In Barack Obama's State of the Union address, he intoned: " For the sake of our children and our future, we must do more to combat climate change. … If Congress won't act soon to protect future generations, I will." Now the president's science advisors, a group known as PCAST for President's Council of Advisors on Science and Technology, have offered some suggestions for what he can and should do about climate change—on his own.
First and foremost, the 19 advisors note that it's past time for the nation to prepare for climate change, because climate change is already upping the odds of weather havoc like Superstorm Sandy. Whether it's the challenge of flooding or extreme drought, the nation will require a more robust and resilient infrastructure, which means spending money on upgrading or just plain repairing the electric grid, bridges and tunnels and even water mains—much as the 2009 stimulus attempted. But it also means that the U.S. needs to invest in its weather prediction capabilities: both better supercomputers as well as more or at least replacement satellites.
The advisors also note that the U.S. is already reducing its greenhouse gas emissions from the electricity sector, largely thanks to a shift away from burning coal to burning cheap and cleaner natural gas. In an ideal world, that shift would be accelerated by a tax on the carbon in fuels or a CO2 cap-and-trade system but Washington, D.C. remains far from that ideal. In the interim, the President should continue to encourage fracking for gas from shale, set new CO2 standards for power plants under the authority of the Clean Air Act, and boost efforts to develop technologies that can capture CO2 and sequester it deep underground.

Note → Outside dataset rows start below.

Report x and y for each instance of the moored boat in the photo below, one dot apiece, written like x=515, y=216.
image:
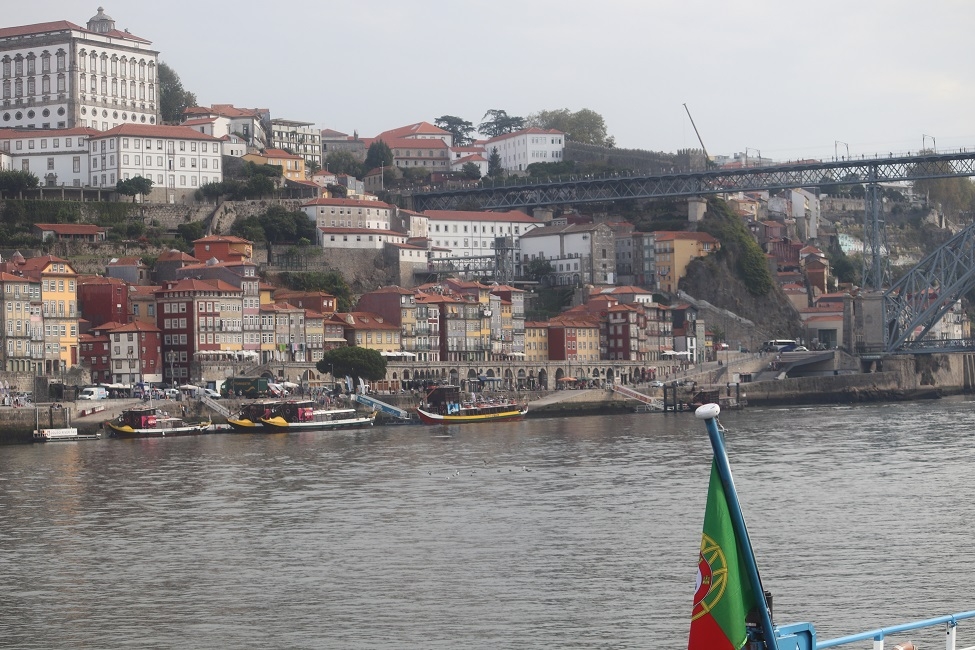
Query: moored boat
x=151, y=422
x=65, y=434
x=302, y=415
x=248, y=419
x=444, y=405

At the same time, the Obama administration should lobby to continue, if not increase, the amount of money spent developing future clean energy technologies, whether better batteries for electric cars or robust heat pumps for geothermal power. In particular, because nuclear power is too expensive to develop without direct government support, it therefore deserves and "requires special attention," the advisors write.
The President can also help enable clean energy and energy efficiency by revising rules from the Treasury Department on what types of projects get access to funding, requiring Fannie Mae and Freddie Mac to work with the Department of Energy to create programs that value energy efficiency investments as part of a mortgage, and encouraging the U.S. Congress to broaden and lengthen the tax credits for renewable energy production. In addition, a Quadrennial Energy Review—similar to the Quadrennial Defense Review that sets priorities for the U.S. military—could help focus and shape a coherent and stable U.S. energy policy, something that the country has never had. That is also something supported by the nominee to be the new Secretary of Energy, Ernest Moniz.
Finally, the Obama administration might reach out to Canada and Mexico to craft a North American climate agreement to signal the nation's seriousness about international efforts to combat climate change. Bilateral cooperation with China should also be increased —via scientific exchanges, workshops and the like—to help the world's two largest polluters to restrain the greenhouse gas emissions causing global warming.
This blend of adaptation to the climate change already guaranteed as well as mitigation of the greenhouse gas emissions that would make global warming worse are "essential parts of an integrated strategy for dealing with climate change," the advisors write. In the end, however, the President can only do so much on his own. A truly integrated strategy would require the U.S. Congress to get involved.